Although the authors bring an interesting discussion about absolute and relative hs-cTnT changes, called Δhs-cTnT, showing the necessity of its preoperative dosage, the study was made using a selected high risk population, not allowing the generalizability, considering the philosophical thinking of ‘Construct Validity’. Furthermore, the criteria used to diagnose AMI were based on Third Definition of AMI [3], which, although still extensively used, is under a recent criticism, if applied in perioperative period, as discussed previously.
Aiming to help thinking contextually, in Figure 7 it is possible to evaluate a flow chart that explores the possible diagnosis, associated with the adverse event.
Figure 7: Diagnostic algorithm [31].
Finally, in terms of perspectives, it seems that researchers have expanded their way of thinking, as they have identified an existing association of biomarkers with stable coronary artery disease (CAD) and congestive heart failure (CHF), related to long term discharge.
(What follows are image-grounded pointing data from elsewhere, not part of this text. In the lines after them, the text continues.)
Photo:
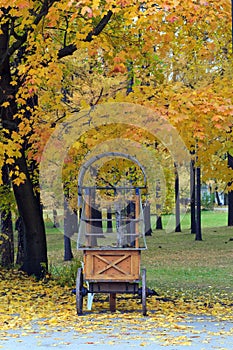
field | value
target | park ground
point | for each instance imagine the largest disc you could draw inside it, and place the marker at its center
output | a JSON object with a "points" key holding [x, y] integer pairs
{"points": [[192, 307]]}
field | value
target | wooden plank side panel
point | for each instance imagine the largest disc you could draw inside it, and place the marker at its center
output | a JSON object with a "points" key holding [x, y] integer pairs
{"points": [[112, 265]]}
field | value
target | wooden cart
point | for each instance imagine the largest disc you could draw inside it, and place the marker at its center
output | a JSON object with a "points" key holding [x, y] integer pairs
{"points": [[112, 245]]}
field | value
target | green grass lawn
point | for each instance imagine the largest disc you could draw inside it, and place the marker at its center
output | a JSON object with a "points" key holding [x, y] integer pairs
{"points": [[175, 262]]}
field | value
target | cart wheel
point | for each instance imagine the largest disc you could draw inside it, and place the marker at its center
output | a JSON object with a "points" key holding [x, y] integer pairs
{"points": [[79, 287], [144, 292]]}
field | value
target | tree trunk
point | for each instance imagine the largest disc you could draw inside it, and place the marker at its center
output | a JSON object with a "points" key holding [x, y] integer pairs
{"points": [[147, 219], [159, 224], [177, 200], [21, 238], [7, 246], [109, 218], [230, 194], [198, 206], [192, 196], [35, 249]]}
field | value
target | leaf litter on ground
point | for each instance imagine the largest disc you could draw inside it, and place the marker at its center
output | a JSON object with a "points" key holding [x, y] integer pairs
{"points": [[25, 301]]}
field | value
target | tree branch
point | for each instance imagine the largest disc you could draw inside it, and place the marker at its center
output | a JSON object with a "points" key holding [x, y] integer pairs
{"points": [[70, 49], [22, 39]]}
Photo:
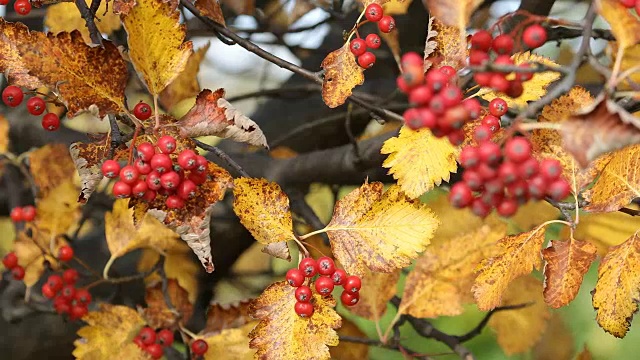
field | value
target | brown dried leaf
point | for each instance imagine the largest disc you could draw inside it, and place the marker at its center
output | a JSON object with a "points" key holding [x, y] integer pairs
{"points": [[440, 284], [213, 115], [520, 255], [567, 262], [342, 74], [283, 335], [382, 232]]}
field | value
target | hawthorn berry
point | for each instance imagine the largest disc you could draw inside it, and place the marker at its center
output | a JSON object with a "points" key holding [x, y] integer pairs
{"points": [[36, 106], [12, 96], [142, 111]]}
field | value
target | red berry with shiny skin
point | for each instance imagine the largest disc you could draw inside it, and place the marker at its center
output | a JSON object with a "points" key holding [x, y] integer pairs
{"points": [[324, 285], [358, 46], [36, 106], [303, 294], [303, 309], [295, 277], [12, 96], [51, 122]]}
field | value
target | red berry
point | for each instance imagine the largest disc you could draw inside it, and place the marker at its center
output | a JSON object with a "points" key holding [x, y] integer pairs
{"points": [[460, 195], [349, 298], [110, 169], [303, 309], [503, 44], [36, 106], [309, 267], [366, 60], [22, 7], [517, 149], [303, 294], [358, 46], [534, 36], [167, 144], [174, 202], [200, 347], [12, 96], [154, 350], [339, 277], [373, 41], [65, 253], [373, 12], [18, 272], [10, 260], [142, 111], [386, 24], [295, 277], [165, 337], [324, 285], [121, 190], [147, 335], [50, 122], [70, 276]]}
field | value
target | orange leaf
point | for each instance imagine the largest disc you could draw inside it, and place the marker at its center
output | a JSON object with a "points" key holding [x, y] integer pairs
{"points": [[283, 335], [213, 115], [567, 262], [520, 255], [618, 287], [342, 74]]}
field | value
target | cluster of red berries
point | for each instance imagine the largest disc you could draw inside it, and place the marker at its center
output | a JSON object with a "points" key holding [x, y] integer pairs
{"points": [[152, 342], [483, 44], [12, 96], [373, 13], [24, 213], [630, 4], [438, 101], [155, 172], [324, 284], [504, 178], [67, 299]]}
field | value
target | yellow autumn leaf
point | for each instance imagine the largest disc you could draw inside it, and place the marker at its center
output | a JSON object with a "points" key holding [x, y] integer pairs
{"points": [[567, 262], [382, 232], [156, 43], [519, 256], [283, 335], [342, 74], [376, 291], [618, 184], [65, 16], [440, 284], [618, 287], [419, 160], [263, 208], [533, 89], [109, 334], [518, 330]]}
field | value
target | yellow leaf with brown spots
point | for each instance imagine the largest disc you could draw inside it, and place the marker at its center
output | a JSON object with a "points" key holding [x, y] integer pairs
{"points": [[533, 89], [263, 208], [109, 334], [283, 335], [419, 160], [519, 255], [377, 289], [518, 330], [440, 284], [567, 262], [156, 43], [381, 232], [186, 85], [618, 287], [342, 74], [65, 16]]}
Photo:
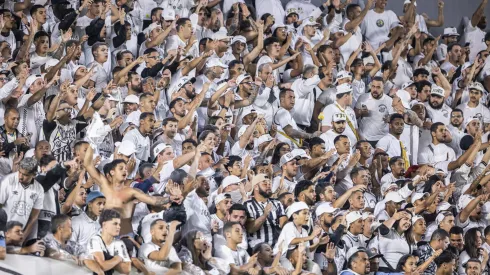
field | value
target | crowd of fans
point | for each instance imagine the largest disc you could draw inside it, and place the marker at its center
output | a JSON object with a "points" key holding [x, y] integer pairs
{"points": [[213, 137]]}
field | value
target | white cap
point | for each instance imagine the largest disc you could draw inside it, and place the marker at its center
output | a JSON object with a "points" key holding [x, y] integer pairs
{"points": [[405, 97], [436, 90], [151, 27], [339, 117], [418, 196], [295, 207], [31, 79], [264, 138], [168, 14], [291, 11], [394, 197], [51, 63], [407, 84], [344, 89], [248, 111], [242, 131], [231, 180], [277, 26], [132, 99], [408, 2], [366, 215], [182, 81], [286, 158], [220, 35], [476, 86], [416, 218], [325, 207], [342, 75], [215, 62], [451, 31], [464, 200], [126, 148], [159, 148], [466, 65], [388, 186], [352, 217], [238, 38], [300, 153], [220, 197], [241, 77], [368, 60]]}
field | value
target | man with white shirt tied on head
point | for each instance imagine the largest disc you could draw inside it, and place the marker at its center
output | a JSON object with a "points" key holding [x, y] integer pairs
{"points": [[342, 105], [159, 255]]}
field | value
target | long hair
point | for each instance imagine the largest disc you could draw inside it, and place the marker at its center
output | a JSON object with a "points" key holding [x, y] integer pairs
{"points": [[470, 242], [188, 242]]}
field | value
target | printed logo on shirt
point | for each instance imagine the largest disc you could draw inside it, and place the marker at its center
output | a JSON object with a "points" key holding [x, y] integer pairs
{"points": [[445, 113], [382, 108]]}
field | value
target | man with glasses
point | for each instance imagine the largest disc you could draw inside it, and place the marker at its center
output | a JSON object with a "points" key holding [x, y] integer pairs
{"points": [[474, 108]]}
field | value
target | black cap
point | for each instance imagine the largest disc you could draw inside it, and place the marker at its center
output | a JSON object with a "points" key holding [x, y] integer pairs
{"points": [[3, 220]]}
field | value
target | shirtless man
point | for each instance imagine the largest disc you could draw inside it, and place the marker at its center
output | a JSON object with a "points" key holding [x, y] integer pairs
{"points": [[120, 196]]}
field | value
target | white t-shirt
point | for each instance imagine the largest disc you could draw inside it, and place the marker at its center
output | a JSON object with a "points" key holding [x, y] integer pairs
{"points": [[142, 144], [18, 202], [373, 127], [116, 248], [376, 26], [331, 109], [157, 266], [283, 118]]}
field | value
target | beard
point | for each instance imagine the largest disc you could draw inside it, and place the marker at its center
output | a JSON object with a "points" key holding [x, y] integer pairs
{"points": [[436, 107], [265, 194]]}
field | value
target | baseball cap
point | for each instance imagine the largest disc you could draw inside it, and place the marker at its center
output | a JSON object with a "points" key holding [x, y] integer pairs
{"points": [[451, 31], [408, 2], [132, 99], [231, 180], [126, 148], [182, 81], [436, 90], [168, 14], [93, 195], [215, 62], [325, 207], [419, 196], [354, 250], [31, 79], [339, 117], [221, 197], [220, 35], [394, 197], [286, 158], [151, 27], [241, 77], [368, 60], [342, 75], [264, 138], [476, 86], [352, 217], [159, 148], [344, 89], [124, 126], [300, 153], [178, 176], [291, 11], [295, 207], [259, 178], [407, 84], [238, 38]]}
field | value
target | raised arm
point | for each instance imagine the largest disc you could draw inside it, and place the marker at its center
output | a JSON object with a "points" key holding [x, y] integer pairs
{"points": [[480, 11]]}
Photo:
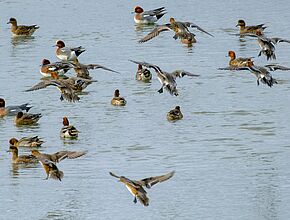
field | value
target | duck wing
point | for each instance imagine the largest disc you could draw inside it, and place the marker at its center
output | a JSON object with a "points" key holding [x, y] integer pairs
{"points": [[182, 73], [155, 32], [273, 67], [45, 83], [193, 25], [154, 11], [151, 181]]}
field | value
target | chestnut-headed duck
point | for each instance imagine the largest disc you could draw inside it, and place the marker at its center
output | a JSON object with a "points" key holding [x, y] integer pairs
{"points": [[66, 90], [68, 131], [12, 110], [148, 17], [58, 156], [82, 70], [17, 159], [51, 169], [21, 30], [237, 61], [261, 73], [26, 142], [180, 29], [267, 44], [135, 187], [174, 114], [143, 74], [66, 53], [26, 118], [60, 68], [167, 80], [117, 100], [250, 29]]}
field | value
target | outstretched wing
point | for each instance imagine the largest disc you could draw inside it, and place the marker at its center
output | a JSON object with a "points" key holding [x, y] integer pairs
{"points": [[151, 181], [273, 67], [61, 155], [276, 40], [97, 66], [43, 84], [155, 32], [148, 65], [154, 12], [182, 73], [114, 175], [192, 25]]}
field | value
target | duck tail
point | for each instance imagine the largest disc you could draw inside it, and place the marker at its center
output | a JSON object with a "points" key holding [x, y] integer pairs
{"points": [[143, 199], [160, 15], [25, 107], [57, 175]]}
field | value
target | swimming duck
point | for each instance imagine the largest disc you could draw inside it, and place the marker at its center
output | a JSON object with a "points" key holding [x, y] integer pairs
{"points": [[65, 88], [60, 68], [26, 142], [51, 170], [261, 73], [267, 44], [135, 187], [117, 100], [148, 17], [167, 80], [250, 29], [12, 110], [16, 159], [174, 114], [26, 118], [82, 70], [180, 29], [21, 30], [143, 74], [58, 156], [68, 131], [237, 61], [67, 54]]}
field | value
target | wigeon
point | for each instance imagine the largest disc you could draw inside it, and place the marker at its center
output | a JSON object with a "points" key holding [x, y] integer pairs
{"points": [[135, 187]]}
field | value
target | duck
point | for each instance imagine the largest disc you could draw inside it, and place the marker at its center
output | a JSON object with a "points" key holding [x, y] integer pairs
{"points": [[82, 70], [274, 67], [237, 61], [66, 53], [174, 114], [68, 131], [60, 68], [250, 29], [261, 73], [167, 80], [267, 44], [12, 110], [117, 100], [26, 118], [65, 88], [51, 170], [26, 142], [148, 17], [58, 156], [21, 159], [135, 187], [143, 74], [21, 30], [180, 29]]}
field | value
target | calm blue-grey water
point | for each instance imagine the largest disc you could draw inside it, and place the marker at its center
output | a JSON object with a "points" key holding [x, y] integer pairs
{"points": [[230, 152]]}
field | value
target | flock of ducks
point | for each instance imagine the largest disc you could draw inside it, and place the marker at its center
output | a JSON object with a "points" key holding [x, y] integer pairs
{"points": [[70, 88]]}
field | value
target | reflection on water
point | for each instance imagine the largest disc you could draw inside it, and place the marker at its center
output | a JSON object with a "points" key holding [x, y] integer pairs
{"points": [[230, 151]]}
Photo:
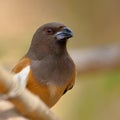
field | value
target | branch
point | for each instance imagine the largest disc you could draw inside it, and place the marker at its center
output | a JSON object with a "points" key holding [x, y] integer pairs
{"points": [[91, 59], [27, 103]]}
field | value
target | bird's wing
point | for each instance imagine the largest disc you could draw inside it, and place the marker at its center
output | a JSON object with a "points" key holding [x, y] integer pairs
{"points": [[71, 81]]}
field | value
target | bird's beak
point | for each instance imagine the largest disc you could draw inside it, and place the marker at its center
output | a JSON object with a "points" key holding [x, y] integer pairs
{"points": [[66, 33]]}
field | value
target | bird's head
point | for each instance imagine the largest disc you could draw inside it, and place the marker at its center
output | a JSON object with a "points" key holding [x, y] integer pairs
{"points": [[50, 38]]}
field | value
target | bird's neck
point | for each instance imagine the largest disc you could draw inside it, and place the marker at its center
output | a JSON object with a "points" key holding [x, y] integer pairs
{"points": [[41, 51]]}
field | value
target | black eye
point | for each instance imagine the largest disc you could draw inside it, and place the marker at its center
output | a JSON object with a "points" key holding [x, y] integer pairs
{"points": [[49, 31]]}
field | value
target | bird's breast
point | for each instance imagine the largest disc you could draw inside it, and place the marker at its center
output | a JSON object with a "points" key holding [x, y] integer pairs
{"points": [[49, 93]]}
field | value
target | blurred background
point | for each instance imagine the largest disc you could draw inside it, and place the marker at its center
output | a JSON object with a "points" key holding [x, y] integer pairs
{"points": [[95, 24]]}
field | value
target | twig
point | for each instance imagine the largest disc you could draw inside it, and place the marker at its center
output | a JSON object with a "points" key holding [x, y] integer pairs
{"points": [[26, 102]]}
Additional concepts were extracted from observations that, first, found the hs-cTnT discriminating the outcome related to CAD from the outcome deflagrated by CHF, around five years later, and, second, resulted from the association of hs-cTnT with both death and MI feature almost five years later, after an identifiable kind of profile, in terms of curve [32,33]. As another point of view to be established, a special attention has been given by our group, to the association of acceptable hemoglobin levels with respective enzymatic curve, aiming to see if the extracts of hemoglobin to be found exert any kind of effect on the enzymatic curve. After that, if any type of interaction can be observed the next step will be the search for the population attributable risk of such interaction.